Qual è l’alternativa? Molti anche in Italia pensano che staremmo meglio fuori da un’Europa dominata dalla Germania. Io vorrei sottolineare che i rapporti di forza tra diversi paesi non cesserebbero di essere tali solo spezzando i legami dell’UE o dell’Euro, e che la maggiore o minore competitività e autorevolezza di un paese non si controbilancia strappando dei trattati. Non è che se i tedeschi sono “cattivi” nell’UE diventerebbero “buoni” se noi o loro ne fossimo fuori, o che la Germania rinuncerebbe a usare tutto il suo peso senza nemmeno i vincoli imposti dalle istituzioni europee; a paesi come l’Italia, ulteriormente marginalizzati rispetto ai grandi centri economici, resterebbero le “armi” della svalutazione competitiva, non molto efficaci in un contesto globale in cui di manodopera a basso costo non c’è davvero penuria.

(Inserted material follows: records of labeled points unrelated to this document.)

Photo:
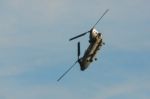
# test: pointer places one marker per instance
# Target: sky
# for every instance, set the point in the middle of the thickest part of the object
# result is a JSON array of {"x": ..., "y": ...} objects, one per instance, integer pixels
[{"x": 35, "y": 51}]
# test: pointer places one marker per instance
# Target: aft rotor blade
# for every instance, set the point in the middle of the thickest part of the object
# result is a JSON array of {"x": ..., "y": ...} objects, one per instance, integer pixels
[
  {"x": 67, "y": 71},
  {"x": 78, "y": 36},
  {"x": 101, "y": 17},
  {"x": 78, "y": 50}
]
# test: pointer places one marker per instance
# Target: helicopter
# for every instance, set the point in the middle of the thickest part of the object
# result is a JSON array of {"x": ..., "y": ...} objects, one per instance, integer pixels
[{"x": 96, "y": 42}]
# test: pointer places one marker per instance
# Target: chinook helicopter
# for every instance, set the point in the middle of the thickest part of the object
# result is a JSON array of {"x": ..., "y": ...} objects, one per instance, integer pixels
[{"x": 95, "y": 40}]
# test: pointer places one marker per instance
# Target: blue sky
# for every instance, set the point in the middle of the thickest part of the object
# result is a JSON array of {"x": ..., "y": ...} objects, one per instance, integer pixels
[{"x": 35, "y": 51}]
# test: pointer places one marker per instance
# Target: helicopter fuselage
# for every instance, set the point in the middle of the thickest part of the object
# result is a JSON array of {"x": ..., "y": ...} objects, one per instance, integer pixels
[{"x": 90, "y": 53}]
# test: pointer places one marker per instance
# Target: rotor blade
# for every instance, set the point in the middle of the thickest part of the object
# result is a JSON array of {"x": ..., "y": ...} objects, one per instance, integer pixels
[
  {"x": 67, "y": 71},
  {"x": 101, "y": 17},
  {"x": 78, "y": 50},
  {"x": 78, "y": 36}
]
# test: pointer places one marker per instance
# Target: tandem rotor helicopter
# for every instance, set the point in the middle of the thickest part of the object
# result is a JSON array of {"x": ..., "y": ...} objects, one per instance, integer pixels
[{"x": 96, "y": 42}]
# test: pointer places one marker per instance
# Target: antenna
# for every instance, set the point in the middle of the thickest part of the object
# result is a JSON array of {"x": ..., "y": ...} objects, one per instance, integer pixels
[{"x": 101, "y": 17}]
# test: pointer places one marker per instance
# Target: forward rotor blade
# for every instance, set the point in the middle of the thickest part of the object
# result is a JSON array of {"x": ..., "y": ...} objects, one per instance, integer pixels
[
  {"x": 78, "y": 36},
  {"x": 101, "y": 17},
  {"x": 67, "y": 71}
]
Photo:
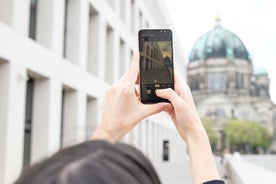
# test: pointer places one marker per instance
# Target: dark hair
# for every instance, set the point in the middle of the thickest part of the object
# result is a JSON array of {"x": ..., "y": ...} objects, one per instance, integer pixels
[{"x": 92, "y": 162}]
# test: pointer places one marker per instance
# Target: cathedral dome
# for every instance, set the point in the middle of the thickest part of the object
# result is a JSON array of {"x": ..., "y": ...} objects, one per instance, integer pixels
[{"x": 219, "y": 43}]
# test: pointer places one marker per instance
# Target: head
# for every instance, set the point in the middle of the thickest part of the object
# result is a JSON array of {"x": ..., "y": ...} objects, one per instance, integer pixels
[{"x": 92, "y": 162}]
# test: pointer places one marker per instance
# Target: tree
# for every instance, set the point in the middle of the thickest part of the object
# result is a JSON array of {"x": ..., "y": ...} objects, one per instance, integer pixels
[
  {"x": 209, "y": 127},
  {"x": 245, "y": 136}
]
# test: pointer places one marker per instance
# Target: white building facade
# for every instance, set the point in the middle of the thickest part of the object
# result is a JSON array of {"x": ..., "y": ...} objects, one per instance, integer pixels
[{"x": 57, "y": 58}]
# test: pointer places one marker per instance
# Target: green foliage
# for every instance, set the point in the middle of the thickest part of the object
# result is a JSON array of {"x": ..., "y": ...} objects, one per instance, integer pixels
[
  {"x": 243, "y": 133},
  {"x": 209, "y": 127}
]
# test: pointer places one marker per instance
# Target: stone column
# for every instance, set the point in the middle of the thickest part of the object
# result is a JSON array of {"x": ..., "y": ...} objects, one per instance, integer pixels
[
  {"x": 15, "y": 13},
  {"x": 12, "y": 108},
  {"x": 46, "y": 118}
]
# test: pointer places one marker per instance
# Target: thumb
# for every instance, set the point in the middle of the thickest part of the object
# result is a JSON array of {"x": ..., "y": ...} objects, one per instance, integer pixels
[
  {"x": 170, "y": 95},
  {"x": 148, "y": 110}
]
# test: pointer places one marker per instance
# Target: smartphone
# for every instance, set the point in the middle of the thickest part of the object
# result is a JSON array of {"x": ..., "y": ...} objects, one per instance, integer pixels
[{"x": 156, "y": 63}]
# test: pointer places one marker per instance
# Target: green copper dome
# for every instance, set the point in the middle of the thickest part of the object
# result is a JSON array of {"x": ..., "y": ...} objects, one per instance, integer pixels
[{"x": 219, "y": 43}]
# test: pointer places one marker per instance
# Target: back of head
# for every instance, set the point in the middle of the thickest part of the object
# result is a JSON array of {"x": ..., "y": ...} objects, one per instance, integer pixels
[{"x": 92, "y": 162}]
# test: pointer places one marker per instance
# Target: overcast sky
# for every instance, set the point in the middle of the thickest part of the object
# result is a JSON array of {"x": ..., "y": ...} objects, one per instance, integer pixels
[{"x": 252, "y": 20}]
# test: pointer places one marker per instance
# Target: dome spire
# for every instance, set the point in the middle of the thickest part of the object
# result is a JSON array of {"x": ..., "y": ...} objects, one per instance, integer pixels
[{"x": 217, "y": 20}]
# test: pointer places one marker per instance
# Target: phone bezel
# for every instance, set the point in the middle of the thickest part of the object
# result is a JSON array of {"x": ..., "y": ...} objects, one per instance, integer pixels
[{"x": 155, "y": 33}]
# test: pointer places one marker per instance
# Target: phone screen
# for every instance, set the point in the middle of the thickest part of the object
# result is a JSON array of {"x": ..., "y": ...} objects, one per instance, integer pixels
[{"x": 156, "y": 63}]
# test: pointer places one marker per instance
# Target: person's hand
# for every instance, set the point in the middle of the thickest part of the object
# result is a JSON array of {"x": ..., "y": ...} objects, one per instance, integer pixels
[
  {"x": 189, "y": 126},
  {"x": 183, "y": 113},
  {"x": 122, "y": 107}
]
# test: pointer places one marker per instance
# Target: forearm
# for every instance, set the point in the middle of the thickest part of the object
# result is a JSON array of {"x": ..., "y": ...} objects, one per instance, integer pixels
[{"x": 203, "y": 167}]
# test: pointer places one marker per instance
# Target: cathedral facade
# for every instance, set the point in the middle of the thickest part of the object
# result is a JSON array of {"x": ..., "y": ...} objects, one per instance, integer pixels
[{"x": 224, "y": 83}]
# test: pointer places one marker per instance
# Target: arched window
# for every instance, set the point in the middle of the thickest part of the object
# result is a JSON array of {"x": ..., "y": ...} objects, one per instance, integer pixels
[{"x": 217, "y": 81}]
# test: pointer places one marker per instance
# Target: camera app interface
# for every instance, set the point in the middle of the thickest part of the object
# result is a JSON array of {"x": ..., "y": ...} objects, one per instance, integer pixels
[{"x": 156, "y": 66}]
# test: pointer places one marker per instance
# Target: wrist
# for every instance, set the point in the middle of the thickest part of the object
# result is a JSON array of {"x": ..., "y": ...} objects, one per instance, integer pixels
[
  {"x": 197, "y": 137},
  {"x": 100, "y": 134}
]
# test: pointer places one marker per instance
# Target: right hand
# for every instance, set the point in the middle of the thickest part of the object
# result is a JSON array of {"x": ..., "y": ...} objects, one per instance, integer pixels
[{"x": 183, "y": 113}]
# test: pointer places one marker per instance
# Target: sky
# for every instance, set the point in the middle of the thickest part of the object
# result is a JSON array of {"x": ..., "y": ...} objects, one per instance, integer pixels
[{"x": 252, "y": 20}]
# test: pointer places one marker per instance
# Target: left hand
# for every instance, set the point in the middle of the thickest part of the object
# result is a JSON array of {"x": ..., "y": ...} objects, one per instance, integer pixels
[{"x": 123, "y": 109}]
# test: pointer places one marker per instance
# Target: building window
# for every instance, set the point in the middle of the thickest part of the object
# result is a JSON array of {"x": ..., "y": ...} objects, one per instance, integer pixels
[
  {"x": 33, "y": 18},
  {"x": 217, "y": 81},
  {"x": 28, "y": 123},
  {"x": 194, "y": 82},
  {"x": 239, "y": 80}
]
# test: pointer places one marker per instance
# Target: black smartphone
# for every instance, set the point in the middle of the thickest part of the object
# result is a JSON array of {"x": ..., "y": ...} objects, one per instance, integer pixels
[{"x": 156, "y": 63}]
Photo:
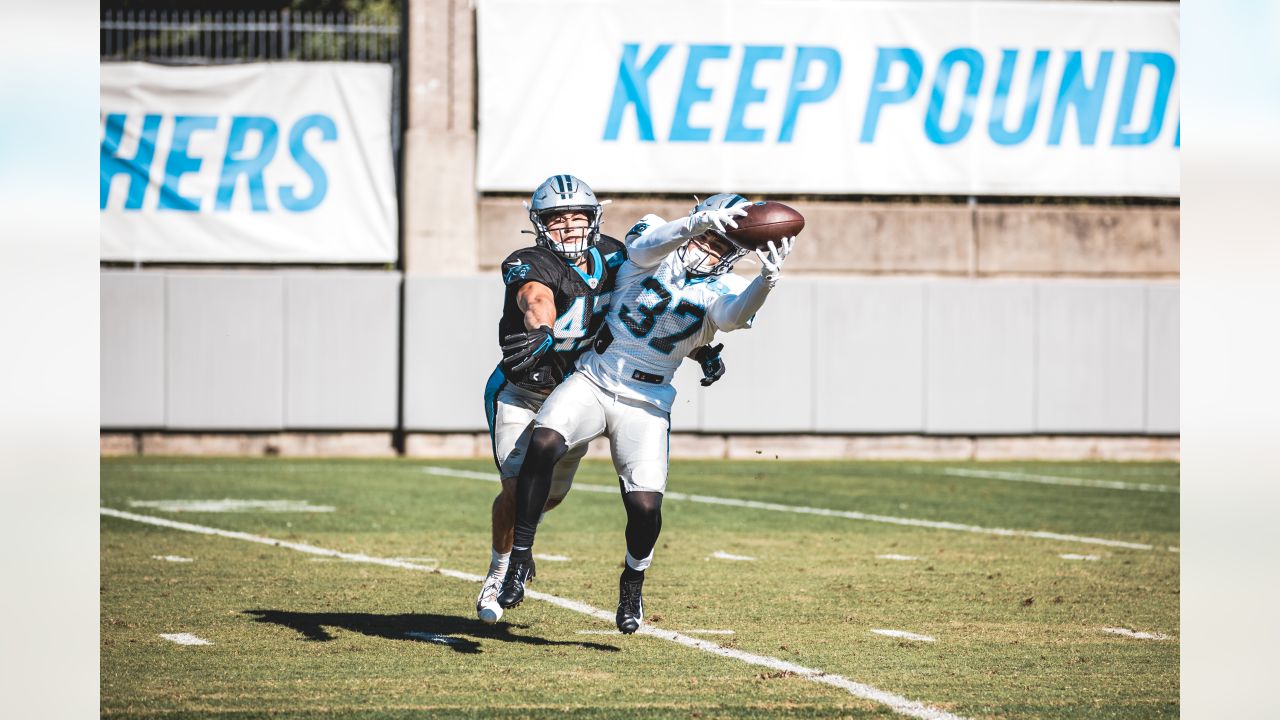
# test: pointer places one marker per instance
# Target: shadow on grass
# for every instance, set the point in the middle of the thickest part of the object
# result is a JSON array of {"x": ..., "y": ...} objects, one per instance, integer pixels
[{"x": 412, "y": 627}]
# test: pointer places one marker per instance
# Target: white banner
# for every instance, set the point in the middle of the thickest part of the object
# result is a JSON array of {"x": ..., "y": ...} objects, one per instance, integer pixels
[
  {"x": 831, "y": 96},
  {"x": 254, "y": 163}
]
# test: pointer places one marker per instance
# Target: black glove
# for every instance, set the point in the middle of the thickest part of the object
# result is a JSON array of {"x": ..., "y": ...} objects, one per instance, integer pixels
[
  {"x": 713, "y": 367},
  {"x": 522, "y": 350}
]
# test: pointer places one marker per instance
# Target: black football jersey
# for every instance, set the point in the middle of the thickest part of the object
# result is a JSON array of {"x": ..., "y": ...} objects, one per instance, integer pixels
[{"x": 581, "y": 304}]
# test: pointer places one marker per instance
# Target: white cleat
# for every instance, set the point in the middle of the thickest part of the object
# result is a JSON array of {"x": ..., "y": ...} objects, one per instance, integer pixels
[{"x": 487, "y": 605}]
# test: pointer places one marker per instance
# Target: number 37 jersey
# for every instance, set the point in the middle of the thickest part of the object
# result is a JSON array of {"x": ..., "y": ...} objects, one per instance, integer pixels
[{"x": 658, "y": 317}]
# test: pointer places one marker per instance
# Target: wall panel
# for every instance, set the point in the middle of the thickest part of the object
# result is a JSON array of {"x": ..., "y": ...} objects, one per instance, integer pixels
[
  {"x": 1089, "y": 373},
  {"x": 451, "y": 347},
  {"x": 979, "y": 358},
  {"x": 132, "y": 349},
  {"x": 1162, "y": 359},
  {"x": 225, "y": 350},
  {"x": 341, "y": 350},
  {"x": 868, "y": 355}
]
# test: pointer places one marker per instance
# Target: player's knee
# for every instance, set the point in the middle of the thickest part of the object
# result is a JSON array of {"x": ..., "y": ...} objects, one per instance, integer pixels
[
  {"x": 547, "y": 446},
  {"x": 643, "y": 505}
]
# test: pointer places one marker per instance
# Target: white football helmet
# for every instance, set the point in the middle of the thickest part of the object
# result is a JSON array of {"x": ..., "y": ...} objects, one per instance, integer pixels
[
  {"x": 712, "y": 254},
  {"x": 560, "y": 194}
]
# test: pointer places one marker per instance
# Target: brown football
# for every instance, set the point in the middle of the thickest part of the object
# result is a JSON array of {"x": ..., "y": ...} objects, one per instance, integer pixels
[{"x": 764, "y": 222}]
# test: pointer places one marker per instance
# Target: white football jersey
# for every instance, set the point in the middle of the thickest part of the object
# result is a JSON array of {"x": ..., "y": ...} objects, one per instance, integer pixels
[{"x": 658, "y": 317}]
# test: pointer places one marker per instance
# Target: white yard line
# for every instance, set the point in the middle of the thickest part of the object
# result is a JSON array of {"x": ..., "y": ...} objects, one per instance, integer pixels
[
  {"x": 184, "y": 638},
  {"x": 1129, "y": 633},
  {"x": 722, "y": 555},
  {"x": 895, "y": 702},
  {"x": 904, "y": 634},
  {"x": 232, "y": 505},
  {"x": 823, "y": 511},
  {"x": 432, "y": 638},
  {"x": 1055, "y": 479}
]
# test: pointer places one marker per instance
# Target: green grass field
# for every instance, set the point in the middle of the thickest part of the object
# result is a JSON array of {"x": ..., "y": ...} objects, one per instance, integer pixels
[{"x": 1019, "y": 630}]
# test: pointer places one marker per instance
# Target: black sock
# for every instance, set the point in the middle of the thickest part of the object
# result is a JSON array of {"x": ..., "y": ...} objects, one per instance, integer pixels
[{"x": 533, "y": 487}]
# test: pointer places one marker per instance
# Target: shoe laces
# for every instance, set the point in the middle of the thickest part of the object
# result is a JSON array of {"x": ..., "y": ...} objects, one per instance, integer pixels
[
  {"x": 490, "y": 589},
  {"x": 631, "y": 593}
]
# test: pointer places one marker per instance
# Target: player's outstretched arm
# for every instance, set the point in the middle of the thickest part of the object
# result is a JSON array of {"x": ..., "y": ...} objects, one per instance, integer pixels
[
  {"x": 538, "y": 302},
  {"x": 735, "y": 311},
  {"x": 522, "y": 350},
  {"x": 647, "y": 246},
  {"x": 713, "y": 365}
]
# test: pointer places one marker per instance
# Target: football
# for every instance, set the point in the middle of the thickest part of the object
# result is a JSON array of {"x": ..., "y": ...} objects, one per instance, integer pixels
[{"x": 763, "y": 222}]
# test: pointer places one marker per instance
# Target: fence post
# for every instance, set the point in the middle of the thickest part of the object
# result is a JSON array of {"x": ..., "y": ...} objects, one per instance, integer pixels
[{"x": 284, "y": 31}]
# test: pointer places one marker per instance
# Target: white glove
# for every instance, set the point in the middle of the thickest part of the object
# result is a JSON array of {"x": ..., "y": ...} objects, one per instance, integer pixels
[
  {"x": 771, "y": 263},
  {"x": 720, "y": 219}
]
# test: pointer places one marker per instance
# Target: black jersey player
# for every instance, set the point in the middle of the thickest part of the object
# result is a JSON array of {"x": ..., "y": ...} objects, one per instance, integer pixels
[{"x": 557, "y": 295}]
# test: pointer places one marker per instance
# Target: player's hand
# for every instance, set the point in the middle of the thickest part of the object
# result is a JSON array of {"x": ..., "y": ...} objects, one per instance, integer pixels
[
  {"x": 771, "y": 261},
  {"x": 718, "y": 219},
  {"x": 713, "y": 367},
  {"x": 522, "y": 350}
]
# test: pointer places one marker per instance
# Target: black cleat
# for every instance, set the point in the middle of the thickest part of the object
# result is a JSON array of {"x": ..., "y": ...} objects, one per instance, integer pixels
[
  {"x": 512, "y": 592},
  {"x": 630, "y": 605}
]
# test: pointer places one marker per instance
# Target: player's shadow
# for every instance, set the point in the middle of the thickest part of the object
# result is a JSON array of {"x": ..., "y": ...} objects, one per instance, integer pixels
[{"x": 461, "y": 634}]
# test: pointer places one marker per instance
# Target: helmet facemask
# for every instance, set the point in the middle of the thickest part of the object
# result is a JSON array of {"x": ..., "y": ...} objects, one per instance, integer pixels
[
  {"x": 567, "y": 232},
  {"x": 560, "y": 195},
  {"x": 709, "y": 255}
]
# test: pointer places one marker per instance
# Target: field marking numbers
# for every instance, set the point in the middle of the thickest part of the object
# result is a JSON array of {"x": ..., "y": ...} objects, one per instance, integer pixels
[
  {"x": 1056, "y": 479},
  {"x": 433, "y": 638},
  {"x": 895, "y": 702},
  {"x": 1129, "y": 633},
  {"x": 686, "y": 632},
  {"x": 184, "y": 638},
  {"x": 823, "y": 511},
  {"x": 232, "y": 505},
  {"x": 904, "y": 634}
]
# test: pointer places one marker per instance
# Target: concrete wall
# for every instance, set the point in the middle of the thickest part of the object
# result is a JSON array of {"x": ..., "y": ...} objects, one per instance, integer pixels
[
  {"x": 227, "y": 350},
  {"x": 237, "y": 350},
  {"x": 926, "y": 238},
  {"x": 868, "y": 355}
]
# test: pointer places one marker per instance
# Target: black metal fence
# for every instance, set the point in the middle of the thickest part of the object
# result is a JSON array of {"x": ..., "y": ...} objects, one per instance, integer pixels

Non nascondiamocelo: nessun paese europeo, tolta la Germania, ha la forza economica e politica dell’UK e per tutti una exit strategy sarebbe ancora più costosa e arrischiata. Nessun paese isolato è in grado di negoziare da pari a pari con le grandi potenze come l’UE può fare, nessuna banca centrale che non fosse la BCE potrebbe dissuadere la speculazione con un semplice “whatever it takes”. La strada della riduzione dell’Europa a piccoli stati nazionali ci condurrebbe prima all’irrilevanza e poi a un rapido declino, per mano delle stesse forze globali che oggi creano il malessere sociale che alimenta le “soluzioni” populiste, e che non cesserebbero di operare solo perché gli Europei decidessero, ancora una volta, di affrontare la Storia in ordine sparso.